大野浄水場からは、その裏山にある大野配水池に送られます(①)。
山田浄水場からは、大原台にある小池配水池(②)と大多喜浄水場からのお水と共に下布施にある大寺配水場(③)に送られます。
音羽浄水場からは大多喜浄水場のお水と共に浄水場内にある音羽第2配水池(④)へ送られます。

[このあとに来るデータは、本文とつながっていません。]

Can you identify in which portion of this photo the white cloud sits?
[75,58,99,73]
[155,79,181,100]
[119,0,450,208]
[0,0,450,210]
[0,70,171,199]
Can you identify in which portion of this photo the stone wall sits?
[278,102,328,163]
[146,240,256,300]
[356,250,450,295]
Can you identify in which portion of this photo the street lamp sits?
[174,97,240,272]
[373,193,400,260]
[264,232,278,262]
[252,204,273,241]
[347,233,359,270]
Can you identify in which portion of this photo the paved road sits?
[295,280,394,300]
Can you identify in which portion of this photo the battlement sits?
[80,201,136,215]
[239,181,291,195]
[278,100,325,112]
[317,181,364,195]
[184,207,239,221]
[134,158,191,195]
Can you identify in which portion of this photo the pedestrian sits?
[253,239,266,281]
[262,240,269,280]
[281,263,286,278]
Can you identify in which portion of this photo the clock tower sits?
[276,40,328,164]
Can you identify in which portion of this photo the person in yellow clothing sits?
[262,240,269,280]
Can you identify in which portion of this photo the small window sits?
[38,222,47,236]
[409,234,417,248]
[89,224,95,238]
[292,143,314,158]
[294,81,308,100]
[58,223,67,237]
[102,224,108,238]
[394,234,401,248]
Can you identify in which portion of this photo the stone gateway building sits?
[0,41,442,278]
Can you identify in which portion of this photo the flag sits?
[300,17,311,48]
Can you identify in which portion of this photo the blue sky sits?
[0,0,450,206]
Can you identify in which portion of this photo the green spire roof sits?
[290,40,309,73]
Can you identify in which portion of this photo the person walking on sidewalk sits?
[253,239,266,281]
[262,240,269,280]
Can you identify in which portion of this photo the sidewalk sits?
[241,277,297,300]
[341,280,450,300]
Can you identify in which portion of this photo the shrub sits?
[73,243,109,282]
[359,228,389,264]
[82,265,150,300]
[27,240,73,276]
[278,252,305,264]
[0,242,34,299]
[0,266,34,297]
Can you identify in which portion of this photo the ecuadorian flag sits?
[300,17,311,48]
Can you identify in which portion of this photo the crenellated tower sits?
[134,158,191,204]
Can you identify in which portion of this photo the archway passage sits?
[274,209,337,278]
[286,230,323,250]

その他に、大多喜浄水場から須賀谷にある須賀谷配水池(⑤)、新田にある大原配水場(⑥)にも送られています。そして、水道管を通って私たちの元に来ます。
ここまでが、夷隅川からのお水の旅のお話でした。
「わたし」が生きていくうえで無くてはならない「わたしのお水」について知ることで、ちょっとでもお水のことを気にするようになったり、お水をお裾分けしてくれている「わたしの川」、そして、そのお水を生み出してくれている「わたしの山」のことを知ることで、ちょっとでも身近なこととして気にかけられるようになったら良いぁとの想いからお話させていただきました。
「わたしの山」や「わたしの川」に、私たち一人一人が「ありがとう」の気持ちと、
「これからもよろしくね」の気持ちで、お水や山や川と関わっていけると良いと思っています。